LAUSD sought to dramatically change the way it participated in the commodity program, applying all of its annual credit to only the four items it could divert to its category partners for reprocessing. That would ensure that whatever credit did become available would apply against product or ingredients it knew it would use in its menu plan.

(While some believed this required a change USDA rules, there has never been a federal requirement that a district request any particular combination of items. Some states do apportion entitlements between Type A and Type B items, but this is not a federal or a California requirement.)

LAUSD also wanted to go further in taking more non value-added costs out of the way the commodity program operated. It wanted to supplement its USDA Foods account with its Section 4 and 11 meal reimbursement funds. A 1994 change in NSLA law allowed this approach, but it had never been tried and required approval by the state authority. While seemingly simple, the change complicates state accounting systems and getting approval has been a drawn-out process.

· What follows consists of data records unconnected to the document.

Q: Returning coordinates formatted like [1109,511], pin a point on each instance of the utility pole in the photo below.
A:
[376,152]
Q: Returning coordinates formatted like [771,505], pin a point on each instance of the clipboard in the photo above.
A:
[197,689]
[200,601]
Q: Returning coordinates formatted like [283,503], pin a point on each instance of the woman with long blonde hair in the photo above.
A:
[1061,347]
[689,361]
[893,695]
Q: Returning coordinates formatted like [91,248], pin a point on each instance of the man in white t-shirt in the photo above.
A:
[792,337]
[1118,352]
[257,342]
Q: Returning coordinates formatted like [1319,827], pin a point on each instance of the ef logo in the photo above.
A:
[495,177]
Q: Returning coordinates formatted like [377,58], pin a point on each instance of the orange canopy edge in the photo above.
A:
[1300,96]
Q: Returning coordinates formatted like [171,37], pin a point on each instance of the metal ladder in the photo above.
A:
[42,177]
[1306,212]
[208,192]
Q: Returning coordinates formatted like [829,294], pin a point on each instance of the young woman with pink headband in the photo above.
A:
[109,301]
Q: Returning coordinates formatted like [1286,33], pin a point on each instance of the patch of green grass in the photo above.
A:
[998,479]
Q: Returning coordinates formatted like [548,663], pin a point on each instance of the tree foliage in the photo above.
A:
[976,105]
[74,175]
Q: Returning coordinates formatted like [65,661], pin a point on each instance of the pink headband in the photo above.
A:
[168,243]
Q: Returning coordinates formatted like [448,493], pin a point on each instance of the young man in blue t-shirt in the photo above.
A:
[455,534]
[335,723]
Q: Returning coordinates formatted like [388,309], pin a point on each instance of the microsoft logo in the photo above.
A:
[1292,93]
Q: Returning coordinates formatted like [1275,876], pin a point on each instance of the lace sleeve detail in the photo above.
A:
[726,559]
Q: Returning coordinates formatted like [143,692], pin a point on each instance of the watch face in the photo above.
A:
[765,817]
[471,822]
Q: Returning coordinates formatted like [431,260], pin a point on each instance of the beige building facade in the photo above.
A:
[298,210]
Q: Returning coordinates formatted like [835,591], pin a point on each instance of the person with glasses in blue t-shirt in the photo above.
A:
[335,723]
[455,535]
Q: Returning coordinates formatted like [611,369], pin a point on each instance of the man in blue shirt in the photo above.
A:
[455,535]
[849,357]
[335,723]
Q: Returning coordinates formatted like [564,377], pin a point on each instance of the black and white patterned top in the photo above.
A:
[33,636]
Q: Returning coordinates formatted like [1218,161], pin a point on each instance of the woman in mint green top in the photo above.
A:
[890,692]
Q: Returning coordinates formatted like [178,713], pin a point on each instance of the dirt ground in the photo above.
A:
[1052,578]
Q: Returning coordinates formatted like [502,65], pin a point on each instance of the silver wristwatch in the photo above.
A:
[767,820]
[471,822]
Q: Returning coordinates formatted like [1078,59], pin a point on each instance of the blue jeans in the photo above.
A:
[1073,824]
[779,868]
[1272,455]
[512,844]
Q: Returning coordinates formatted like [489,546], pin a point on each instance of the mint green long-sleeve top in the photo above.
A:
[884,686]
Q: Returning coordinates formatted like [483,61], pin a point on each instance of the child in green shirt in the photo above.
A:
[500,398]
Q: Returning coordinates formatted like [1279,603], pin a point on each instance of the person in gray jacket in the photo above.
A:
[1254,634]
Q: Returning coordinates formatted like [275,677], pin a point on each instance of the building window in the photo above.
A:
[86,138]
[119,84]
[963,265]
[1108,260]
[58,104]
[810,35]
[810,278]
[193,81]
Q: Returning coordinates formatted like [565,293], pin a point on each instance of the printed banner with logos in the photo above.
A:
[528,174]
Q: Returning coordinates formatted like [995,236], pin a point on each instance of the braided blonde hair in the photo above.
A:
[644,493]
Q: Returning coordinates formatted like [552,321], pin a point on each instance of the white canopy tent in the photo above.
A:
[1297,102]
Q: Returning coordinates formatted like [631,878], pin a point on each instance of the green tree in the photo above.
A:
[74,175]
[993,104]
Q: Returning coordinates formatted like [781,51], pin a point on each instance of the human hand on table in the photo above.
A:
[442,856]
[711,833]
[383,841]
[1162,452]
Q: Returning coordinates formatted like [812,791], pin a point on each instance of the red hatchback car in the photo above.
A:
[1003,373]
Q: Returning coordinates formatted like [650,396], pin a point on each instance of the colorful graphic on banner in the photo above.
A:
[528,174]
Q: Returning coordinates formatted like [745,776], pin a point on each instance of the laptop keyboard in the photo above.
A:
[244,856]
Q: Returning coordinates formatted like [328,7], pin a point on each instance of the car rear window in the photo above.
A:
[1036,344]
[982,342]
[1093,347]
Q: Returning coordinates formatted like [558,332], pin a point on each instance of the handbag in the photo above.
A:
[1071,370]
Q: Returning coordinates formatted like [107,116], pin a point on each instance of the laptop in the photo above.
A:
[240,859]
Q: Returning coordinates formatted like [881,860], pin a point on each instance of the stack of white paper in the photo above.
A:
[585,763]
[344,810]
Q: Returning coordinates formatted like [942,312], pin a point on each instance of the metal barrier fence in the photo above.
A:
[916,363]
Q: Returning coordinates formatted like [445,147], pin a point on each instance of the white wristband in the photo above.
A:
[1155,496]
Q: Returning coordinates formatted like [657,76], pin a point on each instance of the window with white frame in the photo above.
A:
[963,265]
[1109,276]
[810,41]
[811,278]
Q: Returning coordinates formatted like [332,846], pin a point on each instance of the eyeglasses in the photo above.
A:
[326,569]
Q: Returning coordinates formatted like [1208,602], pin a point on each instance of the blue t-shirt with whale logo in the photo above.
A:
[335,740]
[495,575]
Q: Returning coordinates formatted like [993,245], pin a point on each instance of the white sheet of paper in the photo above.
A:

Finally, because of the way the commodity program operates, with USDA allotments distributed via state systems, LAUSD currently must pay the California State Agency a fee of $.80 (recently decreased from $1.00) per case, even when its USDA Foods are directly diverted to processors. It wanted to work directly with USDA’s purchasing offices, circumventing the state and its fees, and lobbied to have those allotment dollars applied directly to commercial product purchases.
 
The Bottom Line: LAUSD successfully narrowed its commodity program purchases to its primary categories. A pilot program to test the direct transfer of Section 4 and 11 funds to its commodity purchase account was finally approved this spring after USDA’s Food and Nutrition Service (FNS) department, Agricultural Marketing Service (AMS) and the Child Nutrition Division of the California Department of Education agreed on an amendment to the state’s contract with USDA.

To date, the district's proposal to have commodity allotment dollars paid directly to the district's vendors has not been approved and would require a change in the law (more on that in a moment).